GRANTS PASS — Horse racing fans are champing at the bit to find out if there will be another season at Grants Pass Downs.
The Josephine County Fair Board is waiting to finish talks with the Southern Oregon Horse Racing Association before it decides if it will continue the half-century-old tradition. The event has been financially foundering for years. A recently released report showed that the 2012 horse racing season lost about $22,000. In 2011, the nine-day event lost $50,000.
The fairgrounds is overseen by the Josephine County government. Due to ongoing budget problems, the fairgrounds and many other departments have been told by county commissioners to find a way to become self-sustaining. At least two departments — the fairgrounds and the Public Health Department — have struggled to meet that mandate.
If SOHRA agrees to take over the meet in 2013, the event will go on. If not, board members say they will not be able to fund it.
"It's our decision that we can't continue to operate at a loss," Fair Board President Terry Canavello said. "But that doesn't mean we don't want it. Horse racing has a long tradition here. It is important to people."
Canavello said SOHRA is the obvious choice to take over the racing meet. The group has a historic connection to the races and is already responsible for providing local horses to compete. She said the fairgrounds would help with equipment and support, but because of the county's fiscal situation, can do little to assist financially.
Canavello said early discussions with SOHRA make her "truly enthusiastic about the possibility."
Canavello said SOHRA would be able put on the event for less money than the fairgrounds. Because of the Internal Services Fund and administrative costs assessed by the county, before the first horse comes out of a chute at Grants Pass Downs, the event is already $40,000 in the hole. Every county department is required to pay 10 percent of its budget to the Internal Services Fund. That money pays for overhead costs such as payroll, accounting and legal counsel.
As a nongovernmental entity, SOHRA would not incur the administrative and ISF costs and could hire workers at lower wages than the fairgrounds can.
County Finance Office Controller Arthur O'Hare said, absent the administrative and ISF fees, it cost about $402,000 to stage the event in 2012. About $214,000 of that was the meet's purse, which is paid by the Oregon Racing Commission. O'Hare estimated the amount SOHRA would need to come up with in order to produce the event in 2013 would be about $188,000.

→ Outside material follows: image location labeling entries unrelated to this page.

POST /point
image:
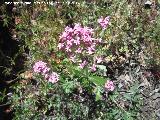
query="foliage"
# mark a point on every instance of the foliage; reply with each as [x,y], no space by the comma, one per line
[80,93]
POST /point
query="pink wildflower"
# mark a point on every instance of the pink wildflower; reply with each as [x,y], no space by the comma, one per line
[60,45]
[104,22]
[93,68]
[109,85]
[53,77]
[84,63]
[40,67]
[73,58]
[90,50]
[99,59]
[79,50]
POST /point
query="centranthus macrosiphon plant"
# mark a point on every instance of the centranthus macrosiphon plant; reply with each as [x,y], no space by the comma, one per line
[80,46]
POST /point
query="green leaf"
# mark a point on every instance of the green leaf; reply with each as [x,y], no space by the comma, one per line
[102,67]
[97,80]
[98,95]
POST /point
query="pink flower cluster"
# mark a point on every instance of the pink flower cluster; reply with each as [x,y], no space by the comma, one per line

Lonnie Craig, who ran the 2012 race meet on a volunteer basis, said SOHRA would have to pay $18,000 to the county for use of the facilities. He warned that liability insurance could be a deal breaker. SOHRA member Harvey Boyle is gathering estimates, but Craig guesses it could cost close to $20,000.
O'Hare said rental costs for the facility may be negotiable, at least during the first season.
Randy Evers, executive director for the Oregon Racing Commission, said "the ORC really wants to see racing continue in Grants Pass. Whoever shows energy and passion and wants to keep racing going, we'll work with them."
Horse racing fans are looking for ways to earn money to keep the tradition alive. Nonprofit Friends of the Fairgrounds Secretary Rick Wilson, longtime race supporter and horse trainer Nancy Klapatch and other Grants Pass Downs devotees are hoping to stage a large fundraiser in June or July.
Tentatively called "Dinner at Downs," the fundraiser would feature live music, and chariot, harness and match races. It also would offer fine-dining, libations and a silent auction. Proceeds from the event would be split equally between the fairgrounds, SOHRA and Friends of the Fairgrounds.
Wilson said it will take months to coordinate the event, and there is no time to waste if organizers want to secure donations before the end of the year, and tax season.
Canavello thinks the fundraiser is a "wonderful idea" but is concerned about what will happen if the board can't reach an agreement with SOHRA.
"It's iffy," Klapatch conceded. "But, life is iffy."
Wilson said if the 2013 racing meet is canceled, he will return to sponsors, give back their money and tell them he's sorry. But, like Klapatch, he believes it's worth a try.